Tese Doutoramento

Gravitational Symmetry Breaking, the Higgs and the Cosmos

Giorgio Laverda

Quinta-feira, 23 de Outubro 2025 das 11:00 às 13:00
Sala 02.1 do Centro de Congressos (Piso -2 do Pavilhão de Civil) do IST

A non-minimal interaction between scalar fields and the spacetime curvature is a natural and expected occurrence at the high energies characterising the early Universe. For a spectator field, the time-dependence of the Ricci scalar provides a cosmic clock capable of triggering an out-ofequilibrium phase transition as the Universe evolves from inflation to kination. In the present thesis, we explore the cosmological consequences of the so-called Hubble-induced phase transition and its possible observable signatures.

We first discuss the case of a prototypical scalar field non-minimally coupled to curvature during a phase of kination following inflation. Its exponentially-amplified fluctuations lead to copious particle production while also generating a stochastic gravitational-wave background peaked at high frequencies. We perform hundreds of fully-fledged numerical lattice simulations in 3+1 dimensions to obtain a detailed understanding of the non-linear and nonperturbative aspects of the system.

From the numerical data, we compute a set of parametric formulas that encode several key quantities related to the heating stage and the gravitational-wave spectrum, such as typical energy-densities, timescales, heating temperatures, amplitudes and shape of the gravitational-wave spectrum. Second, we examine the case of the non-minimally-coupled Higgs field undergoing a Hubble-induced phase transition.

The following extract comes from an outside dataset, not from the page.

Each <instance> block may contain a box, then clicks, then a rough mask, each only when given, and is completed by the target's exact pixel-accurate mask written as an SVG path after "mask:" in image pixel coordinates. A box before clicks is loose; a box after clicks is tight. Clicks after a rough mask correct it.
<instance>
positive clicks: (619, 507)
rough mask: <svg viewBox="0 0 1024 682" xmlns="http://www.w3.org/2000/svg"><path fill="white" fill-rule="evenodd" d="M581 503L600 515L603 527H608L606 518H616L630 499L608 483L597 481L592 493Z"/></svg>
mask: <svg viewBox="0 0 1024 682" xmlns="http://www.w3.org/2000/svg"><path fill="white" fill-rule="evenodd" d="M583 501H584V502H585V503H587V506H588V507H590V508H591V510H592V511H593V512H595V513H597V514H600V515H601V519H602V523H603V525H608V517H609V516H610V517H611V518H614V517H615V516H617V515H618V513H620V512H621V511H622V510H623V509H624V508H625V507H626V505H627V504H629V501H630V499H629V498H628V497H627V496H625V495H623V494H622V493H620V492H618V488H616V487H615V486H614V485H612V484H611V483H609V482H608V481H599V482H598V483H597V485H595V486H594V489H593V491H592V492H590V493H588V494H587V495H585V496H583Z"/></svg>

The negative running of the Higgs selfcoupling leads to the famous vacuum stability problem, which can be avoided by setting a constraint on low-scale particle-physics measurements of the top quark pole mass as well as high-energy cosmological parameters. If stability is assured, the Higgs can undergo a violent process of nonperturbative particle production which heats the post-inflationary Universe into a Standard-Model plasma before big bang nucleosynthesis. A characteristic gravitational-wave signal is associated to the phase transition, which offers a new window into the high-scale behaviour of the Higgs effective potential, including possible new-physics effects.